Beyond that, for the first time we made an attempt to test cellular mechanical function in Ca2+-paradox, and described a significant decrease in maximal active tension and k tr,max of still surviving isolated cardiomyocytes after Langendorff-perfusion. These results from single-cell preparations are consistent with our LV contractility findings, since we consider reduced active tension as the cellular basis of depressed LVDP. Similar drop in +dP/dt and −dP/dt is the global reflection of reduced k tr,max by reason of depressed Ca2+-stimulated ATPase activity. In contrast to Ca2+-dependent parameters, passive tension of isolated cardiomyocytes was not affected at all during Ca2+-depletion then Ca2+-replacement. Thus, passive myofilament components of diastole appear unlikely to be primarily responsible for myocardial stiffening in Ca2+-paradox.

Here we detected a gradual damage of essential contractile proteins, such as α-MHC and cTnT en route to Ca2+-paradox. Based on previous observations, limited degradation of myofibrils might occur after Ca2+-paradox, suggesting cTnT release through membrane destruction [38]. Likewise homogenates from guinea pig hearts exposed to Ca2+-overload exhibited degradation of cTnT. A potential cross-linking between troponin subunits or their fragments and other cardiac proteins was therefore suggested in cell death after Ca2+-paradox [39]. These results are clearly in accordance with our findings based on Western blot assays suggesting progressive cTnT degradation upon Ca2+-depletion and Ca2+-repletion, although we did not observe cross-linked cTnT forms.

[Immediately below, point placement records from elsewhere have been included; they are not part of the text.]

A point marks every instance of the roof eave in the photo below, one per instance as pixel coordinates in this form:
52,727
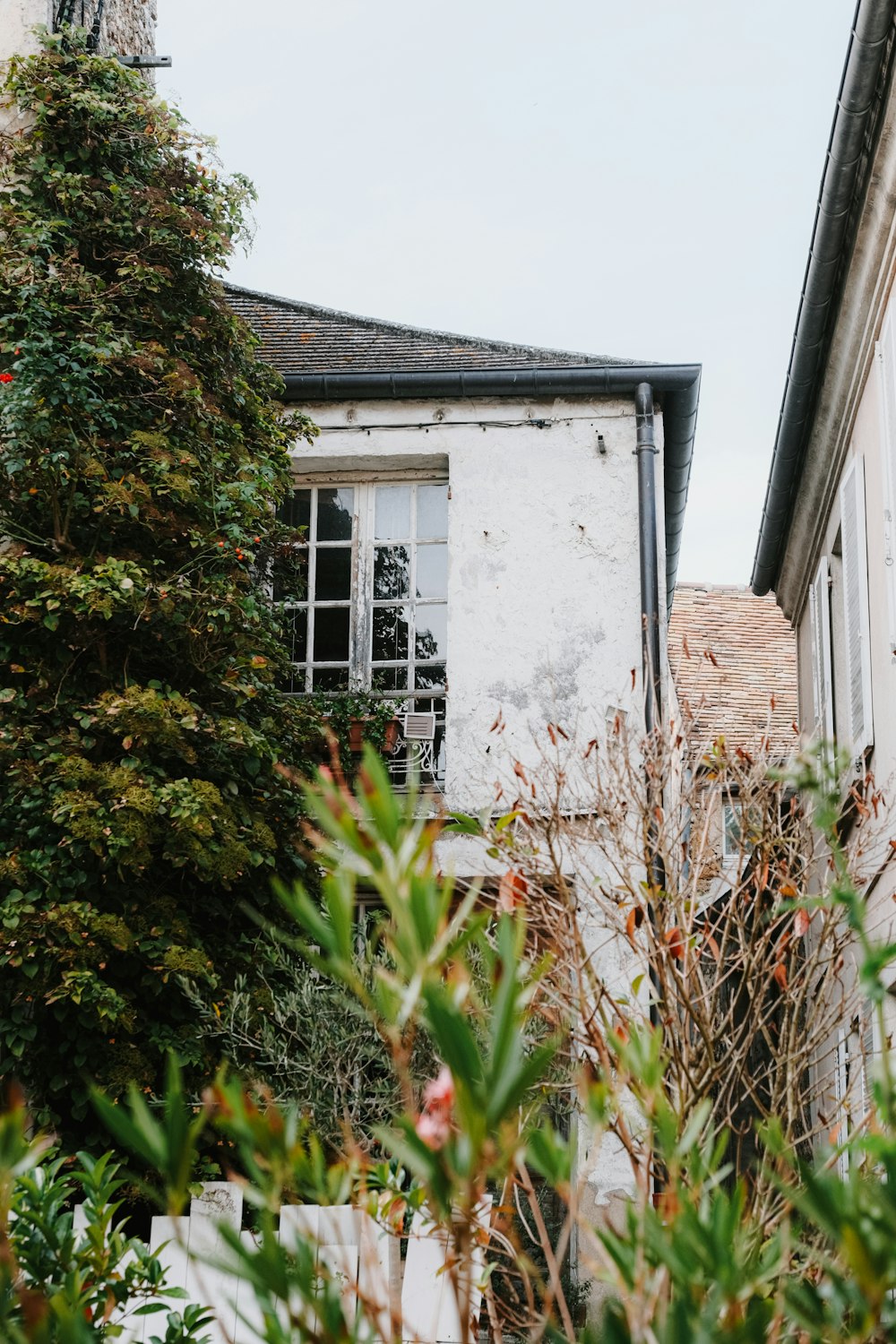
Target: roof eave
861,94
676,384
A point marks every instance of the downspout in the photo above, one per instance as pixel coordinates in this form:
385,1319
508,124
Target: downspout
646,451
650,648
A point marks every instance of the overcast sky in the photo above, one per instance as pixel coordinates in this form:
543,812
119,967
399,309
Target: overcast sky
629,179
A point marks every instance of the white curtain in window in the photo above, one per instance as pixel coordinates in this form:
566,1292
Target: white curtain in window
821,679
887,368
856,616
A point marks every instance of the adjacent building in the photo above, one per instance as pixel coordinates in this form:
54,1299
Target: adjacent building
492,527
828,538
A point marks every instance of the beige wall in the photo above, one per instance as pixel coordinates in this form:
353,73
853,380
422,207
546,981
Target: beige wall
128,26
866,441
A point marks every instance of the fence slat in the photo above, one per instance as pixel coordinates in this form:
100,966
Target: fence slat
351,1246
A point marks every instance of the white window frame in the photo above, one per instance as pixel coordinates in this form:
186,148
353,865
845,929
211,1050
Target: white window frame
410,699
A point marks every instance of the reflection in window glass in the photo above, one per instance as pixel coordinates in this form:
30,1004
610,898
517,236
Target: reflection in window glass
392,626
333,574
392,511
335,513
392,572
331,634
432,632
430,676
432,511
432,572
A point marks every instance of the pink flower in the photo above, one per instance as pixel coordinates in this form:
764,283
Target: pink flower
435,1129
435,1124
438,1093
512,892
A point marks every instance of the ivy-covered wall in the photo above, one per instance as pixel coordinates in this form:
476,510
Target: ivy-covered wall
128,27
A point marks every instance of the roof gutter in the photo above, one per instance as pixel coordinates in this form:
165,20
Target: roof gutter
841,180
676,384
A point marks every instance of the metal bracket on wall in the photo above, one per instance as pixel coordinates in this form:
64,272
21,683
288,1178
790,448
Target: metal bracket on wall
144,62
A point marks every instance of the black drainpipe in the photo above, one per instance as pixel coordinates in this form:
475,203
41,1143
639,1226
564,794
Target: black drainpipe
646,452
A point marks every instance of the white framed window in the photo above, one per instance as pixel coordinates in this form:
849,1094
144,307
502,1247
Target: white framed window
740,830
856,610
366,597
732,830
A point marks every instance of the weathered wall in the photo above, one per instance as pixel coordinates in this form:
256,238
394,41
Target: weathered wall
16,21
544,613
128,26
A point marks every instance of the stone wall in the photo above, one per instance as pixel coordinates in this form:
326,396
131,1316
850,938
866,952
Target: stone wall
128,26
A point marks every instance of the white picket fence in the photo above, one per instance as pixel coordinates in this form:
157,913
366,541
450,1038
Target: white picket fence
416,1292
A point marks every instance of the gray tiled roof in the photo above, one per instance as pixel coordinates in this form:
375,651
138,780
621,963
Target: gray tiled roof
734,659
306,339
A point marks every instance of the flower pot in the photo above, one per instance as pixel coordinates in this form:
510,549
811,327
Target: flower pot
357,736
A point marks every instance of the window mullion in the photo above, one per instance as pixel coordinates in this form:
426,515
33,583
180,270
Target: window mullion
311,594
362,591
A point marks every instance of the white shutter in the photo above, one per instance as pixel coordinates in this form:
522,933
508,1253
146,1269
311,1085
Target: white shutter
856,618
820,632
885,352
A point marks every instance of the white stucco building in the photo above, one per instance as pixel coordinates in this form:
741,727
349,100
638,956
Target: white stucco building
828,539
474,516
121,27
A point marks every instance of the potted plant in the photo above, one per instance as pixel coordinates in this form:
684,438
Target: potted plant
355,718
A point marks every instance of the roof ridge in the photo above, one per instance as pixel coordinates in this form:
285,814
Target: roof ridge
408,330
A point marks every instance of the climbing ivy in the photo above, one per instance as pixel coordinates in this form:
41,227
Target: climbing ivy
147,760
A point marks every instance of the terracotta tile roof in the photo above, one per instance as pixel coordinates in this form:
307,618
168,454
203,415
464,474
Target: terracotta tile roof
729,653
306,339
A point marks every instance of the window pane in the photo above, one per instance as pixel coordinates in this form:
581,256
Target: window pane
333,581
331,634
289,574
296,632
331,679
432,632
390,633
392,511
335,513
432,572
432,511
429,676
392,572
296,508
390,679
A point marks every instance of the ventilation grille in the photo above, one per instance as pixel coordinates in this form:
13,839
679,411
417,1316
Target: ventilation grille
418,728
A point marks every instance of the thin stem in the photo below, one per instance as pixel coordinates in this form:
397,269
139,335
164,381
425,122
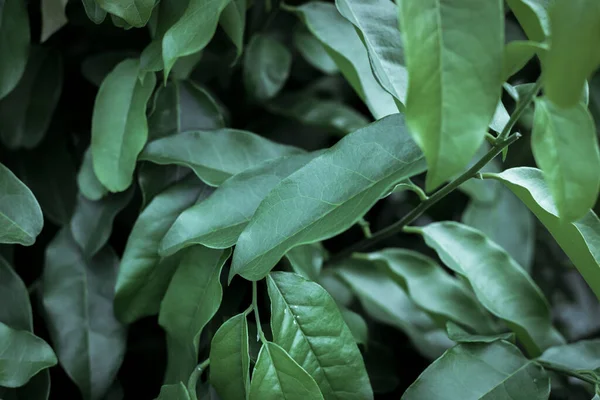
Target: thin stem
193,381
434,198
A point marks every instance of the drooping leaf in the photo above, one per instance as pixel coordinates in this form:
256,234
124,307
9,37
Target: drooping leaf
344,46
277,376
579,239
218,221
214,155
454,85
143,275
573,55
92,221
21,218
474,371
25,112
78,301
377,27
565,146
230,361
14,40
328,195
307,324
119,126
499,283
432,289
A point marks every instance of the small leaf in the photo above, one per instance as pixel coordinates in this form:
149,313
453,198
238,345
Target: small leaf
307,324
565,146
230,361
78,301
577,239
214,155
328,195
218,221
21,218
454,84
277,376
499,283
496,370
119,126
14,40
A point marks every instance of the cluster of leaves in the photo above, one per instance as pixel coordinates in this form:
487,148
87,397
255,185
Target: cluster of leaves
153,227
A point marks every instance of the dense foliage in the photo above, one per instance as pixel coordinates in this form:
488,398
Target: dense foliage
252,199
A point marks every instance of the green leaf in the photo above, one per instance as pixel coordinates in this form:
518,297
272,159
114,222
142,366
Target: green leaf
342,43
573,54
119,126
92,221
499,283
214,155
22,355
579,240
307,324
377,27
14,40
218,221
230,361
496,370
135,12
182,106
277,376
144,275
25,113
192,32
454,84
565,147
21,217
328,195
432,289
78,301
313,51
267,65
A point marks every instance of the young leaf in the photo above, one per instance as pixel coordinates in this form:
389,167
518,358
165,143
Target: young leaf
78,301
25,112
328,195
499,283
496,370
119,126
192,32
214,155
22,355
267,65
377,26
344,46
579,240
573,54
565,146
277,376
432,289
143,275
14,40
21,217
230,361
92,221
218,221
307,324
454,83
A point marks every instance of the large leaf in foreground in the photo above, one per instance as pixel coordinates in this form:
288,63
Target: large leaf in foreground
214,155
454,84
579,239
475,371
307,324
328,195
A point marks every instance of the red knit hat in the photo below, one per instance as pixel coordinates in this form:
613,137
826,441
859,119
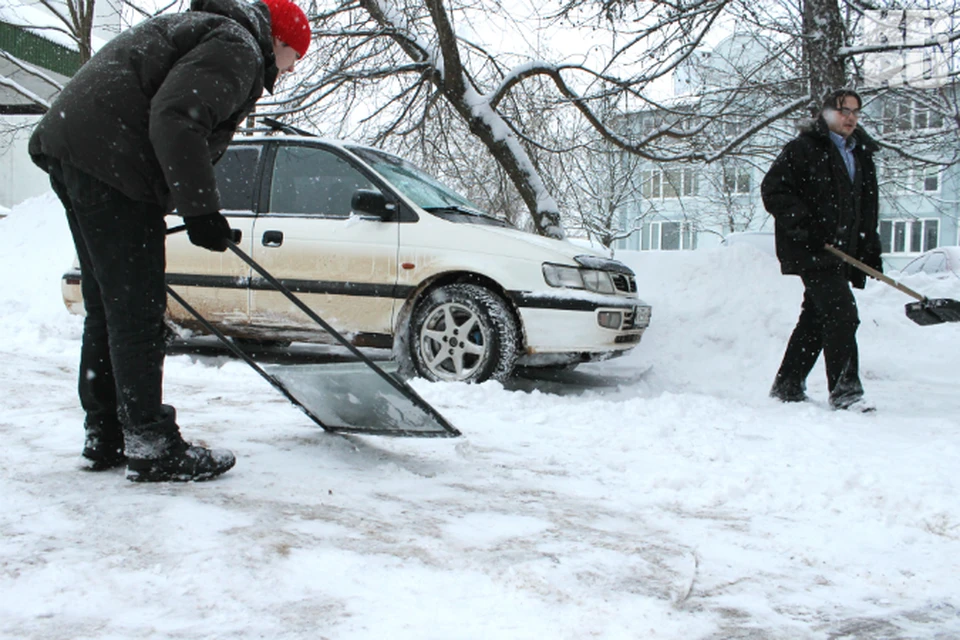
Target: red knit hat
289,23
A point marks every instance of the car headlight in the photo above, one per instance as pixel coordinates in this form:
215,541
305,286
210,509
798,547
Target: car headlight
574,278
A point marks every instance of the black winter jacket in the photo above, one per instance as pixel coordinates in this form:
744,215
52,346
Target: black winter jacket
157,106
809,193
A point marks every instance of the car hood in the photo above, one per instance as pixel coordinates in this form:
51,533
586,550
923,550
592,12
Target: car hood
552,249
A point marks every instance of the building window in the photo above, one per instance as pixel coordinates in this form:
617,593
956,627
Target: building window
669,183
909,115
909,236
913,180
669,236
736,180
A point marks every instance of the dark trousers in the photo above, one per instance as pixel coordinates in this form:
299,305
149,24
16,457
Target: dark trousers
828,322
120,245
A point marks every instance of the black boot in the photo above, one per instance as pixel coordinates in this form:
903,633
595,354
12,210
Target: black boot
788,390
157,453
103,446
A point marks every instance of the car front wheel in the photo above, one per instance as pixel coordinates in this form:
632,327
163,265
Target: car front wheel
465,333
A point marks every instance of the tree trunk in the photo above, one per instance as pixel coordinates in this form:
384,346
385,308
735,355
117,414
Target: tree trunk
822,39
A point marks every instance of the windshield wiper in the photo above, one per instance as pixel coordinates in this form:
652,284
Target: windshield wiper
456,208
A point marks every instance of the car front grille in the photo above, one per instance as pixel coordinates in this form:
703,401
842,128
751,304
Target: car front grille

In summary, isolated rat hearts suffered Ca2+-paradox demonstrate impaired global and cellular contractility that is accompanied by decreased Ca2+-stimulated ATPase activity potentially as a result of myofilament protein degradation. According to data provided in this study, we conclude that significant deterioration in cardiac relaxation seen in Ca2+-paradoxical hearts is probably due to a failure in cross-bridge cycling because of an altered myofibrillar ATPase activity, and is apparently not directly related to titin. On the other hand, it is likely that one of the molecular bases of dramatic decrease in systolic function in Ca2+-paradox might be α-MHC and cTnT cleavage, resulting in a collective reduction of interdependent parameters of Ca2+-dependent force generation at the level of cardiomyocytes, myofibrils, and isolated heart.